The same way the GT200 is not an over clocked G80/G92 is the same way that RV770 is not an over clocked RV670. RV770 can be considered a revamped and vastly improved RV670 design. One area where RV670 did not lack was in Mathematical Computational Capacity, that being said AMD still pushed the envelope and increased the amount of Stream Processors from 64 to 160 which when considering the Superscalar (Vec5) nature of the RV770’s architecture amounts to 800 Stream Processors (versus just 320 on the R600/RV670). Bellow you will find a single Vec5 unit:

Taking a closer look at a single Vec5 unit one quickly notices a change in SIMD deployment (over RV670). Although RV770 uses the same SIMD arrangement as RV670, Five SPs and a branch execution unit, the difference is in how they're placed within the architecture as well as how they communicate with one another (aside from the amount of these units of course). Whereas RV670 grouped 64 of these units for a total of 320 SPs, RV770 groups 160 of these SIMD units, grouped in 10 cores of 16, which adds up to 800 SPs (about 2.5x the amount found in RV670/R600).

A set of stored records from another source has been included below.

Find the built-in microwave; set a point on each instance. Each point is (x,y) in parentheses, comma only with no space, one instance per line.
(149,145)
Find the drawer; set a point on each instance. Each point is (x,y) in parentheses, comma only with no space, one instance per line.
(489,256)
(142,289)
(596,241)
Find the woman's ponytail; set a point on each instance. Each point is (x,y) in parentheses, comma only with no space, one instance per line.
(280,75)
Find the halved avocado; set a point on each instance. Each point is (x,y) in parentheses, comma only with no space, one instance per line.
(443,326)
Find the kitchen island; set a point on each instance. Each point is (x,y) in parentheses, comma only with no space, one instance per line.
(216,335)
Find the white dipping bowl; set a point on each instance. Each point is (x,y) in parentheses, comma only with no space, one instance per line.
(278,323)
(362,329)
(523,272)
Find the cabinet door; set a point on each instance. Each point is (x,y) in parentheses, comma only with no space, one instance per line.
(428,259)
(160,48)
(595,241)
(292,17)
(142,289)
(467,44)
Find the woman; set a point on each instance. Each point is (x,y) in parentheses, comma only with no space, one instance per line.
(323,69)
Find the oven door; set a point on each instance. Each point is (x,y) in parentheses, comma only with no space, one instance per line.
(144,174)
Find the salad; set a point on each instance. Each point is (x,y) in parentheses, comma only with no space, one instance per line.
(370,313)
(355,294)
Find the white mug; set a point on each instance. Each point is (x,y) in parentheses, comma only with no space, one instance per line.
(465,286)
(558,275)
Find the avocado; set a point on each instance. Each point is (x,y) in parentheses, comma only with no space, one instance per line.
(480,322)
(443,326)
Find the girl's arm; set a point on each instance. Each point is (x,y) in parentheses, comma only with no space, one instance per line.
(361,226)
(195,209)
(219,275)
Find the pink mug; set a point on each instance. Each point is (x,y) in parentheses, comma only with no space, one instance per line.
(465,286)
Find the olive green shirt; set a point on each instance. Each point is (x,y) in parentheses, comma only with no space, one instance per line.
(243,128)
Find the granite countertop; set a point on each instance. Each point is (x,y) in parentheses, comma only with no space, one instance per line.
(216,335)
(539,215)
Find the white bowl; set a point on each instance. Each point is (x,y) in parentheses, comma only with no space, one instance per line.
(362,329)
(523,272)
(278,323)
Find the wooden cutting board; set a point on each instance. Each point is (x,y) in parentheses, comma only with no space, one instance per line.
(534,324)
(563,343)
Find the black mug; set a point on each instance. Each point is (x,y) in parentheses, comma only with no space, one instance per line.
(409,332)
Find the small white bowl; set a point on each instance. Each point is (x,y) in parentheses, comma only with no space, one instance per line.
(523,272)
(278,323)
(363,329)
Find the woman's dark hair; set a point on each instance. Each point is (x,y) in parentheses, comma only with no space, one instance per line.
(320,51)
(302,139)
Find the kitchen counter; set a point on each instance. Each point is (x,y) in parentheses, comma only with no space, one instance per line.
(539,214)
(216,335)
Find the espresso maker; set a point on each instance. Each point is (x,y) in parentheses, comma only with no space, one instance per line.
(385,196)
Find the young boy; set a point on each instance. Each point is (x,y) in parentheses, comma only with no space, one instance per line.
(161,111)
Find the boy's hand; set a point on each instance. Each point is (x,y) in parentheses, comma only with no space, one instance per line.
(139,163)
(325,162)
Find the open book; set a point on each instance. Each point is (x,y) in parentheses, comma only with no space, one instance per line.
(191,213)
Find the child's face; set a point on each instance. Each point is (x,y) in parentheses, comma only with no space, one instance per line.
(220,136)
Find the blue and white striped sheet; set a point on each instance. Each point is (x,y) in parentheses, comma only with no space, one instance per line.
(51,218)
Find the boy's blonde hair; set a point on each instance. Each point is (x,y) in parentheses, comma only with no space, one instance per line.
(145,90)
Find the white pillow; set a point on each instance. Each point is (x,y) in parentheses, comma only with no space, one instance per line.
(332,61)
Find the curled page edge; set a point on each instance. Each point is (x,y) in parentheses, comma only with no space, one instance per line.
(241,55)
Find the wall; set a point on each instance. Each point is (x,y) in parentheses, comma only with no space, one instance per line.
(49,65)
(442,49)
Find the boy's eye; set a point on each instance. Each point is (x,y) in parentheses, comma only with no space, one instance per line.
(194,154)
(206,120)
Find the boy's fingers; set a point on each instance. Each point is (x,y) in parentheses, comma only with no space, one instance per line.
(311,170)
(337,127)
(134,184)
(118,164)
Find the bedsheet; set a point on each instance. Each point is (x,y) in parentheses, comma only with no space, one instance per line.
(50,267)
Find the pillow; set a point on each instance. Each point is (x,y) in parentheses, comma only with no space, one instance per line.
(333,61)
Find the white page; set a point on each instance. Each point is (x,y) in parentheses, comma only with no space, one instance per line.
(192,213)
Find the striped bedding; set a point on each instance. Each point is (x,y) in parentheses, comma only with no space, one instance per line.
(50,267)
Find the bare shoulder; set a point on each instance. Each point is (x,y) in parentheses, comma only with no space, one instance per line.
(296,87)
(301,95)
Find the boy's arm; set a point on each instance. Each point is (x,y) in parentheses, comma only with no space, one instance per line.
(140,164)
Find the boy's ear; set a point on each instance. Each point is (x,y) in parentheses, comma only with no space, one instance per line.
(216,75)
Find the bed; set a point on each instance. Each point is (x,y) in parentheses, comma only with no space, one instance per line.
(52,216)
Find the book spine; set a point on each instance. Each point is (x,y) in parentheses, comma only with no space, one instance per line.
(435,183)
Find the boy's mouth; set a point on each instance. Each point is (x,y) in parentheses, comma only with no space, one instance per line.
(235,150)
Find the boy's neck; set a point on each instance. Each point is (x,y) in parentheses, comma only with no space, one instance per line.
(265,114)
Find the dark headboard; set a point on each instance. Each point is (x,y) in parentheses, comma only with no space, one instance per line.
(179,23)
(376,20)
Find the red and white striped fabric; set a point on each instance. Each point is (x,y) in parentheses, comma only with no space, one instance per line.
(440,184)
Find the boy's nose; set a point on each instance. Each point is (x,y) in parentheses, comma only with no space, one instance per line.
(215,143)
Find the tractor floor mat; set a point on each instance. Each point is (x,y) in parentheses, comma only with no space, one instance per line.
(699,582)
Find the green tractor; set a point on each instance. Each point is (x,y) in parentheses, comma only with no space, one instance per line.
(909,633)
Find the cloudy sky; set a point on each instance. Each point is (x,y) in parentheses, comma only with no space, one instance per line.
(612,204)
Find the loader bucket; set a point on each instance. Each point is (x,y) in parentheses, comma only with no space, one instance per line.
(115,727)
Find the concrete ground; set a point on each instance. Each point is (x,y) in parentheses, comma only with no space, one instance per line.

Each 32-bit floating-point, scalar SP can be set to work on any thread and in single-precision mode issue two instructions per clock (just like GT200). Each scalar MP can crank it up to double-precision (64-bit) with relative ease (comparatively speaking to GT200). It is important to note that unlike GT200 RV770 does not natively support FP64. Rather, it has to use its 32-bit SPs, run over a number of cycles but AMD reckons RV770 is still good for one-fifth of single-precision throughput (and tests using Rightmark do confirm this). That's 1/5th of 1.2TFlops or 240GFlops, and we'll come back to this later during the Mathematical Computational Capacity piece.